A world expert on solar panels will today outline how his pioneering work is set to significantly improve the performance of solar panels whilst simultaneously contributing to their cost being reduced by half. The technology will be commercialised within the next five years.
Professor Stuart Wenham, from the University of New South Wales (UNSW Australia), will present his work at a lecture in central London today where he will officially receive the Institution of Engineering and Technology’s (IET) A F Harvey Engineering Research Prize of £300,000. He was chosen from high calibre candidates from across the world to be awarded the IET’s biggest prize, which will enable the continuation of his ground-breaking work.
Professor Wenham’s research has uncovered a mechanism to control hydrogen atoms to correct deficiencies in silicon – the most costly part of a solar cell. His process allows lower-quality silicon to outperform solar cells made from better quality materials.
Professor Wenham said: “It is a great honour to receive the A F Harvey Engineering Prize and the international recognition that it brings to our breakthrough technology.
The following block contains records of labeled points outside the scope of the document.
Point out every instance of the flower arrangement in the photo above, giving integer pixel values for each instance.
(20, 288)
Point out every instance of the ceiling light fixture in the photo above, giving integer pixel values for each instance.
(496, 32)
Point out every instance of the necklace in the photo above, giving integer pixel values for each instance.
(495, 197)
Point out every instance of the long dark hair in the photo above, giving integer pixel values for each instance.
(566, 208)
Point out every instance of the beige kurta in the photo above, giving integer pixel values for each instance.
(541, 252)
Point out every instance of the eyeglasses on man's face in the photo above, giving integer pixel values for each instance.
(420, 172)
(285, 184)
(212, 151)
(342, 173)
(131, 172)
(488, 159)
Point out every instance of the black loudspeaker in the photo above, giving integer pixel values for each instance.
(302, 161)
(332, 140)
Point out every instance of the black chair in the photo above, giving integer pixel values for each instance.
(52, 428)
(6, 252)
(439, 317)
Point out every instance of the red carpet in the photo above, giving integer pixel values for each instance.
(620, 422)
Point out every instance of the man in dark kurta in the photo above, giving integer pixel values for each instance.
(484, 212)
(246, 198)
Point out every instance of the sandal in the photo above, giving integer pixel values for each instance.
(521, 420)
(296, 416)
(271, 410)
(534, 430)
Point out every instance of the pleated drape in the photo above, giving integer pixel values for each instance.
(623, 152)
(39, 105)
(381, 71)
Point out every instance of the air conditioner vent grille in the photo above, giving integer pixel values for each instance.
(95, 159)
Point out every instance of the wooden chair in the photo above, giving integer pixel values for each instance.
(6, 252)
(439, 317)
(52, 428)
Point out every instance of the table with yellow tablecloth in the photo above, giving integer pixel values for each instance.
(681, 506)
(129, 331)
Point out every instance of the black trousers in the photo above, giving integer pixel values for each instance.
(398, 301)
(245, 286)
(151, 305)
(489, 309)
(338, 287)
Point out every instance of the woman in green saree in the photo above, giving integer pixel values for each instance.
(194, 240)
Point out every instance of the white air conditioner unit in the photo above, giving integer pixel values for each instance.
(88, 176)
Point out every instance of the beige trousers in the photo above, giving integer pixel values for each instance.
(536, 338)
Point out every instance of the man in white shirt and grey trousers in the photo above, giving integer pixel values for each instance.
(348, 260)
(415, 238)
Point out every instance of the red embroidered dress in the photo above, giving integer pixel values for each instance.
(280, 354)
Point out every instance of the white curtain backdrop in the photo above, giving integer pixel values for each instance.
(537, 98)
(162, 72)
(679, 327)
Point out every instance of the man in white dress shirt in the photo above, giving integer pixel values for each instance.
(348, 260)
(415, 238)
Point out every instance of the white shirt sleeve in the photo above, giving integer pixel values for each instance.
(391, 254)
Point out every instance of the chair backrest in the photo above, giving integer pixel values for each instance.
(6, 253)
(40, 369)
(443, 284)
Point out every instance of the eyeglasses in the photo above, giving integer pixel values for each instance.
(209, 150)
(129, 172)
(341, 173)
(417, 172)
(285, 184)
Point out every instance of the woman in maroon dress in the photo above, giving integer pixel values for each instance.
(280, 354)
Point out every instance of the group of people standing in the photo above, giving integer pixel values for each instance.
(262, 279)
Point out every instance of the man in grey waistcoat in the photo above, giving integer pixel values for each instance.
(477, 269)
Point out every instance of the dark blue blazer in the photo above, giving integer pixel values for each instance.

“Our research team at UNSW, which has held the world record in silicon solar cell efficiency for many years, has discovered how to control the charge state of hydrogen atoms in silicon and we will be working with the world’s biggest manufacturers to commercialise this low-cost technology. This generous prize will go a long way to helping us take this research to the next stage.”
IET President, Barry Brooks, said: “Professor Wenham has played a pivotal role in the wide scale development of silicon solar cell technology. His pioneering research and internationally recognised leadership in the field will enable commercial exploitation of the technology for the benefit of the global community seeking renewable energy solutions at affordable prices. He is a truly deserving recipient of the IET A F Harvey Engineering Prize and an inspiration to all engineers.”
Professor Wenham’s lecture takes place today at 18:30 at The Royal College of Surgeons in central London.
Professor Wenham is the third recipient of the IET A F Harvey Engineering Research Prize, which is named after Dr A F Harvey, an IET member. Dr Harvey bequeathed a generous sum of money to the IET for a Trust Fund to be set up in his name after his death to be used for the advancement of research into the fields of medical, microwave, laser or radar engineering.